God’s YES against a Cultural NO
The problem of God’s YES, of seeking life together as a unity of diversity, begins with belief: do we believe we are meant to worship alongside “those people” and, even worse, do we find God’s presence might be upon them to preach and teach in our Church?
Our belief, informed by Scripture, should be that God’s YES is for everyone. We know this! And that would be fine…except we are humans in communities and cultures, not impersonal computers made up of Zeros and Ones. Our beliefs may be universal(ish) in the Church, but our varied cultures mean the expression of our beliefs varies widely.
A fellow United Methodist clergyperson at one point (I’ve lost the reference, sadly) wrote about the difference between the content of our beliefs and our process of carrying out those beliefs:
The Crusades were Orthodox.
The Witch Trials were Orthodox.
Slaves obey your masters preaching in colonial South was Orthodox.
We would all agree their process of carrying out their Orthodox beliefs reflected more the dark side of their culture than the proper conviction of Christ. We surely agree on that.
Therefore:
The problem is when we choose to live Orthodox beliefs…in ways that reflect our American culture of divisiveness rather than hold diversity in tension for mutual growth.
The culture of division in our neighborhoods and media diets is infecting even the most unifying Orthodox warriors. And the culture of division is embraced by folks who use Orthodoxy as a weapon against people who are on the margins of society.
Yes, the people on “one side” of various church debates may be Right by some interpretations. But that doesn’t automatically mean the process of “living out that Rightness” is righteousness in the eyes of God.
Letting the Perfect Get in the Way of the Good
“Those fighting to be included in the idea of equality are not being divisive. Those fighting to keep those people out are.”
– Jon Stewart, Late Show 7/21/2016
Diversity cannot be a form of mutual growth if forces that embrace sameness and uniformity exclude a people group from God’s YES. Putting up walls to women to fulfill their calling to preach, or telling LGBTQ persons they have to divorce their same-gender spouse to fulfill their calling to preach, excludes entire people groups from God’s YES.

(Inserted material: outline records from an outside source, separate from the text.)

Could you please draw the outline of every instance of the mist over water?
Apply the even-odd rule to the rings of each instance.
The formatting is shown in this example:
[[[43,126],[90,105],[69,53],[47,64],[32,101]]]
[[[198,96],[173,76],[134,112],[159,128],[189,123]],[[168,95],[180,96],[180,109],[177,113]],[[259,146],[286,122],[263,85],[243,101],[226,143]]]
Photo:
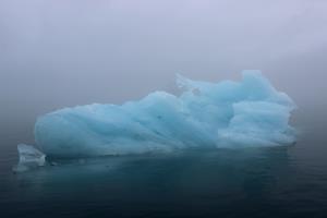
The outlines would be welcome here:
[[[319,0],[2,0],[0,207],[12,216],[324,217],[326,10]],[[218,82],[246,69],[261,70],[296,102],[296,145],[11,172],[16,144],[34,144],[40,114],[157,89],[178,94],[177,73]]]

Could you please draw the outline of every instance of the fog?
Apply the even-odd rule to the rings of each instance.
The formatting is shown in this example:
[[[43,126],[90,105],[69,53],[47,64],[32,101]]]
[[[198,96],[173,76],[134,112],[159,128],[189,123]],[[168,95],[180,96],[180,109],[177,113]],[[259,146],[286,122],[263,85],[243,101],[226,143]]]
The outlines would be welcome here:
[[[258,69],[306,111],[324,111],[324,0],[1,0],[1,137],[32,141],[37,116],[175,93]]]

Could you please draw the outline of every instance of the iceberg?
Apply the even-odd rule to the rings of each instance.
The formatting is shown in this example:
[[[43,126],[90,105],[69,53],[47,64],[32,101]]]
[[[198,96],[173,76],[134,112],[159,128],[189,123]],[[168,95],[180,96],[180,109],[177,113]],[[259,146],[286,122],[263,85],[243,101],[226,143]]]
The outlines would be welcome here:
[[[19,144],[20,160],[13,168],[14,172],[23,172],[46,165],[46,155],[32,145]]]
[[[35,123],[36,145],[47,156],[70,158],[293,144],[293,100],[259,71],[242,75],[219,83],[178,75],[179,96],[155,92],[120,106],[50,112]]]

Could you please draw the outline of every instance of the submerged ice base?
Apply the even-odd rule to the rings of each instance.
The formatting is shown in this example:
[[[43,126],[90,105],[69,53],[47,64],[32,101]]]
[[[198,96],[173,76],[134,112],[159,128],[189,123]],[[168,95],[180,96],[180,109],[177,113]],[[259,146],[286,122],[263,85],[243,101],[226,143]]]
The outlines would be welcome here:
[[[189,147],[278,146],[295,142],[294,102],[257,71],[241,82],[178,76],[177,97],[155,92],[138,101],[61,109],[37,119],[37,146],[52,157],[166,152]]]

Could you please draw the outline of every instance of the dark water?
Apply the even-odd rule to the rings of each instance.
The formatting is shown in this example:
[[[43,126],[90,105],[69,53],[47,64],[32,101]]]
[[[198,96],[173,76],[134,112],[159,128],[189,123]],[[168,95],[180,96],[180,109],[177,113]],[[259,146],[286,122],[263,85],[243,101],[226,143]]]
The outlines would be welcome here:
[[[0,214],[327,217],[325,125],[310,123],[294,146],[59,160],[19,174],[14,145],[2,146]]]

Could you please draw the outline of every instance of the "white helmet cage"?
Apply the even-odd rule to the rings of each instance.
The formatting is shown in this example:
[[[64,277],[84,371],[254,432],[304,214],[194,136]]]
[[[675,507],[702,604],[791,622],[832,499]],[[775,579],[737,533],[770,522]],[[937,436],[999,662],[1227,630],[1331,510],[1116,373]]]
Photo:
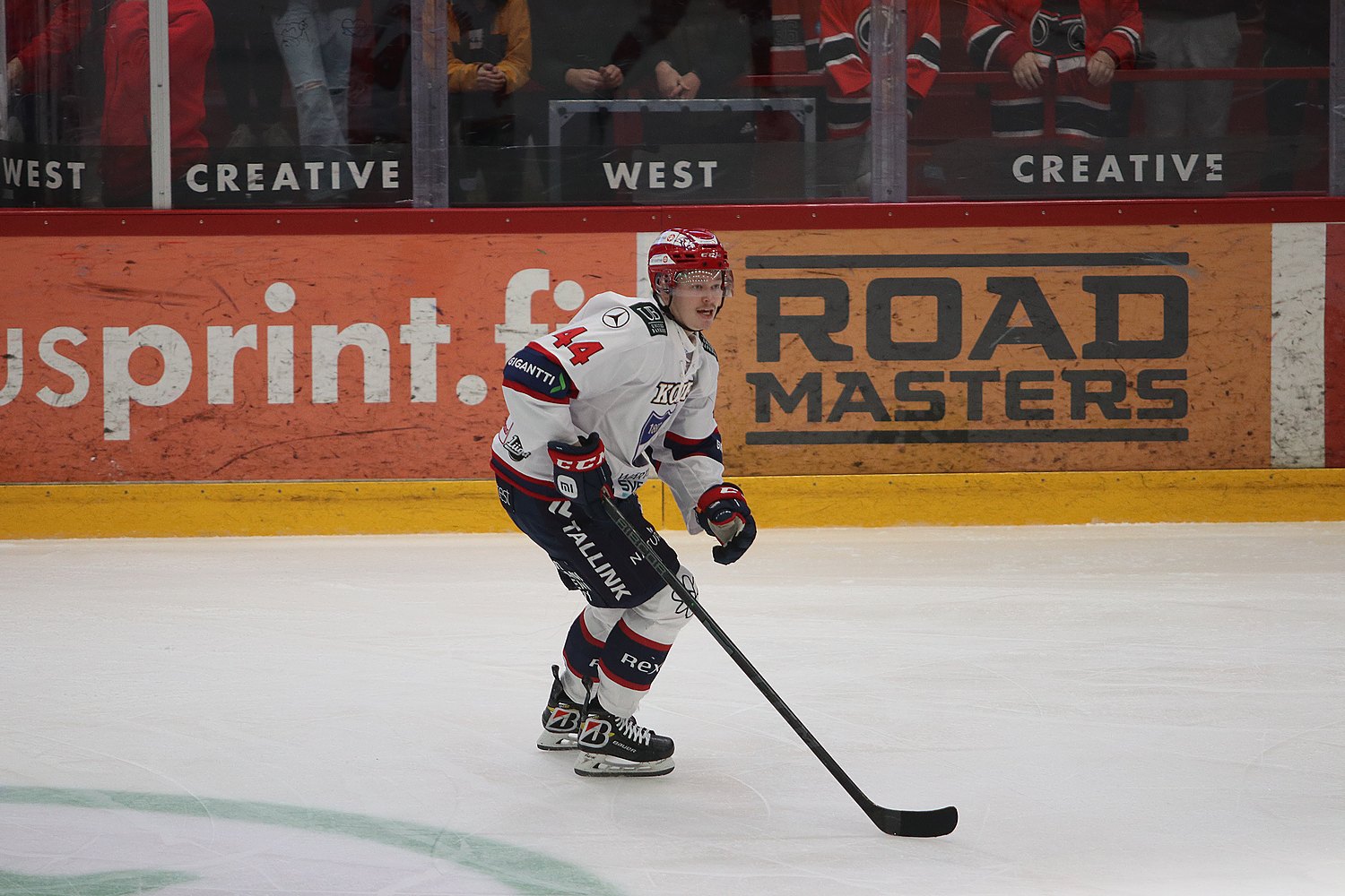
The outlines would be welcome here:
[[[660,305],[671,301],[675,283],[706,279],[720,283],[721,301],[733,294],[729,253],[710,231],[674,227],[650,246],[650,289]]]

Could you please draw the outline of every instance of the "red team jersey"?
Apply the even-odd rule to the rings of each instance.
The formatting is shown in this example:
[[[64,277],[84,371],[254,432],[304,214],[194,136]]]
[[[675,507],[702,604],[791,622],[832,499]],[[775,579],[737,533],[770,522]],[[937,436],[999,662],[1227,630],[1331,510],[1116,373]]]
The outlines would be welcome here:
[[[1111,87],[1088,83],[1088,58],[1108,52],[1132,67],[1143,26],[1138,0],[970,0],[963,31],[971,64],[1005,71],[1024,54],[1053,70],[1054,121],[1044,116],[1041,91],[995,85],[991,126],[997,137],[1100,137],[1111,109]]]
[[[827,73],[827,136],[869,129],[869,0],[822,0],[822,64]],[[929,95],[939,75],[939,0],[907,3],[907,114]]]

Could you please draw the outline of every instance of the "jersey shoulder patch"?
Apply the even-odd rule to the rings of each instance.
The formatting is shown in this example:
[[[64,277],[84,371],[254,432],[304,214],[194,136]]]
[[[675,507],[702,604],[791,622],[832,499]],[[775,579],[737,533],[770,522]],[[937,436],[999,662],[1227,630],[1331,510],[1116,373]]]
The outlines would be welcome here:
[[[654,302],[636,302],[631,305],[631,310],[635,312],[644,326],[648,328],[650,336],[667,336],[668,324],[663,320],[663,310]]]

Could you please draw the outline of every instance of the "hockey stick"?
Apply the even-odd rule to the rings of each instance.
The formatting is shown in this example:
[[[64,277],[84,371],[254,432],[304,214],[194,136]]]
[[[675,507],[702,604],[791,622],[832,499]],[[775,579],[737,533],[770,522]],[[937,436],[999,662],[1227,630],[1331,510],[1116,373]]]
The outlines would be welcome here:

I think German theologian Dietrich Bonhoeffer puts best the tension between our beliefs about who is in and out of God’s church and the actual people who are around us:
“Those who love their dream of a Christian community more than the Christian community itself become destroyers of that Christian community even though their personal intentions may be ever so honest, earnest, and sacrificial.”
– Dietrich Bonhoeffer, Life Together
The perfect image of a Church, with everyone believing the same and acting out those beliefs the same, is in tension with the actual circus of sinners and the myriad expressions of faith in a faith community, much less a denomination or faith tradition.

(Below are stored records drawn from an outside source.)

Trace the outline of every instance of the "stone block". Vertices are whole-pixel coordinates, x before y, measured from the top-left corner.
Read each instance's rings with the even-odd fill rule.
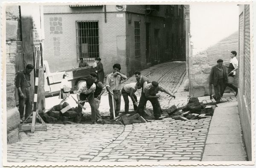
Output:
[[[19,128],[7,132],[7,144],[11,144],[19,141]]]
[[[76,117],[77,113],[75,111],[67,111],[64,113],[62,115],[63,116],[69,117]]]
[[[54,23],[54,22],[53,22],[53,23]],[[56,29],[55,29],[57,31],[62,31],[62,26],[56,26]]]
[[[7,110],[6,117],[7,133],[19,127],[20,123],[20,117],[17,107]]]
[[[50,31],[51,32],[53,32],[55,30],[55,27],[54,26],[50,26]]]

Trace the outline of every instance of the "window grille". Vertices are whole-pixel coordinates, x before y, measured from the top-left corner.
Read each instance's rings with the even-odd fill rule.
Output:
[[[140,22],[134,21],[135,57],[140,55]]]
[[[77,21],[77,55],[78,58],[93,61],[99,57],[98,21]]]

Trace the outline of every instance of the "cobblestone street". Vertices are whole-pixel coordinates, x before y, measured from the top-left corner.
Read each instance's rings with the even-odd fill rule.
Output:
[[[176,96],[160,93],[162,107],[186,104],[188,92],[183,90],[185,62],[169,62],[141,71],[151,81]],[[135,77],[124,81],[135,82]],[[140,93],[136,93],[139,96]],[[225,94],[224,101],[237,101]],[[74,95],[75,96],[75,95]],[[212,102],[209,96],[198,98],[201,102]],[[57,96],[47,99],[50,108],[60,101]],[[56,103],[57,102],[57,103]],[[77,104],[70,99],[72,107]],[[121,111],[124,103],[122,98]],[[90,113],[88,104],[84,112]],[[107,93],[102,98],[100,111],[109,115]],[[151,108],[150,102],[147,107]],[[131,101],[130,107],[132,109]],[[7,161],[17,162],[138,162],[201,161],[211,117],[199,120],[175,120],[171,118],[152,122],[122,125],[47,124],[46,131],[20,133],[21,141],[8,145]]]

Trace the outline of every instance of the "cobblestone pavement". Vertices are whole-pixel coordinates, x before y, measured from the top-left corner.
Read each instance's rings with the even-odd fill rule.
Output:
[[[183,83],[185,81],[184,77],[186,74],[186,63],[181,61],[168,62],[154,65],[141,71],[142,75],[147,76],[151,81],[155,81],[159,83],[159,85],[162,86],[170,92],[176,96],[174,99],[167,94],[159,92],[160,97],[159,101],[163,109],[168,108],[172,105],[175,105],[177,107],[182,107],[186,104],[187,101],[187,96],[189,92],[183,90]],[[136,82],[135,75],[133,75],[126,81],[123,81],[122,87],[125,84]],[[135,94],[139,99],[141,93],[141,90],[138,90]],[[76,98],[76,94],[71,95]],[[129,108],[133,109],[132,101],[129,97],[130,100]],[[125,103],[122,98],[121,98],[120,111],[124,111]],[[46,98],[46,109],[48,109],[55,105],[57,104],[61,101],[58,96],[49,97]],[[73,107],[77,106],[77,104],[72,98],[67,101]],[[90,114],[90,107],[88,103],[85,103],[84,107],[85,110],[83,110],[84,113],[87,115]],[[149,101],[147,104],[147,108],[152,109],[152,105]],[[99,108],[102,115],[109,115],[109,105],[108,93],[106,91],[102,96],[101,102]]]
[[[120,125],[47,124],[8,145],[8,162],[200,161],[211,119]]]
[[[160,93],[163,108],[186,104],[189,93],[183,89],[184,62],[167,62],[141,72],[176,96],[175,99],[171,99],[168,95]],[[135,81],[134,76],[122,84]],[[105,95],[100,110],[103,115],[109,115],[108,100]],[[222,100],[237,98],[233,93],[225,93]],[[212,102],[209,96],[198,99],[204,103]],[[57,96],[47,98],[47,109],[59,101]],[[68,102],[77,106],[72,98]],[[150,104],[148,103],[147,107],[150,108]],[[130,105],[132,108],[131,101]],[[90,109],[86,106],[84,112],[89,114]],[[121,111],[124,107],[122,98]],[[166,118],[125,126],[47,124],[46,131],[20,132],[21,141],[8,145],[7,160],[11,162],[201,161],[211,119],[181,121]]]

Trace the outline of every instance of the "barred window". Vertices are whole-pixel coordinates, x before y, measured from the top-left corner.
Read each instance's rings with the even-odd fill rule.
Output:
[[[99,22],[98,21],[77,21],[76,41],[78,58],[93,61],[99,57]]]
[[[135,38],[135,57],[140,55],[140,22],[134,21]]]

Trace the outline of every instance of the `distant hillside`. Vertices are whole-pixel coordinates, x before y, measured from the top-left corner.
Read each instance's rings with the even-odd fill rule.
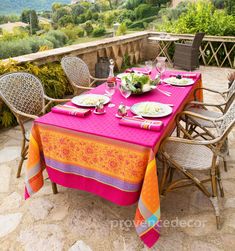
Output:
[[[68,4],[71,0],[0,0],[0,15],[20,14],[24,9],[50,10],[54,2]]]

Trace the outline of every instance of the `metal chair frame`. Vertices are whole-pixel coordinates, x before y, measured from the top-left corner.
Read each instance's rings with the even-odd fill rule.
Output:
[[[26,72],[7,73],[0,76],[0,98],[15,115],[22,132],[21,159],[17,175],[21,175],[22,165],[27,159],[29,139],[26,135],[24,122],[28,119],[37,119],[46,112],[54,102],[61,103],[70,99],[54,99],[44,93],[41,81],[34,75]],[[56,185],[52,183],[53,192]]]

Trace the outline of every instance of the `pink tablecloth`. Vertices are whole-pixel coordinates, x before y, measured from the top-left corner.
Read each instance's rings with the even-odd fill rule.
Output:
[[[165,77],[170,74],[167,72]],[[50,179],[57,184],[95,193],[119,205],[138,201],[136,231],[152,247],[159,238],[160,222],[155,154],[161,140],[174,129],[175,116],[200,85],[201,77],[197,74],[192,86],[159,87],[171,92],[171,97],[153,90],[125,100],[117,91],[112,99],[116,106],[106,106],[104,115],[79,118],[50,112],[37,119],[29,144],[26,198],[43,186],[42,173],[46,167]],[[104,94],[104,85],[90,92]],[[174,104],[171,115],[158,119],[164,123],[162,130],[119,125],[115,114],[120,102],[131,106],[146,100]]]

While we can strive for the former, we cannot do so by stepping on, driving out, or pushing those different from us to the margins (or to suicide).
Right Belief and Right Action
The significant challenge for the Church or church traditions is the people who believe such exclusion above is part and parcel of Right Belief. History above has shown such prohibition to be more about the process by which we live out our beliefs, not the content of the beliefs themselves. But separating process from substance for people so steeped in cultures of exclusion is a lifetime achievement, bringing generations of pain and harm to people groups who are not in the majority.
And it is a great challenge to those who practice inclusion that we don’t throw the Beliefs along with the practices, as they also need to separate the content of belief from the practice of it.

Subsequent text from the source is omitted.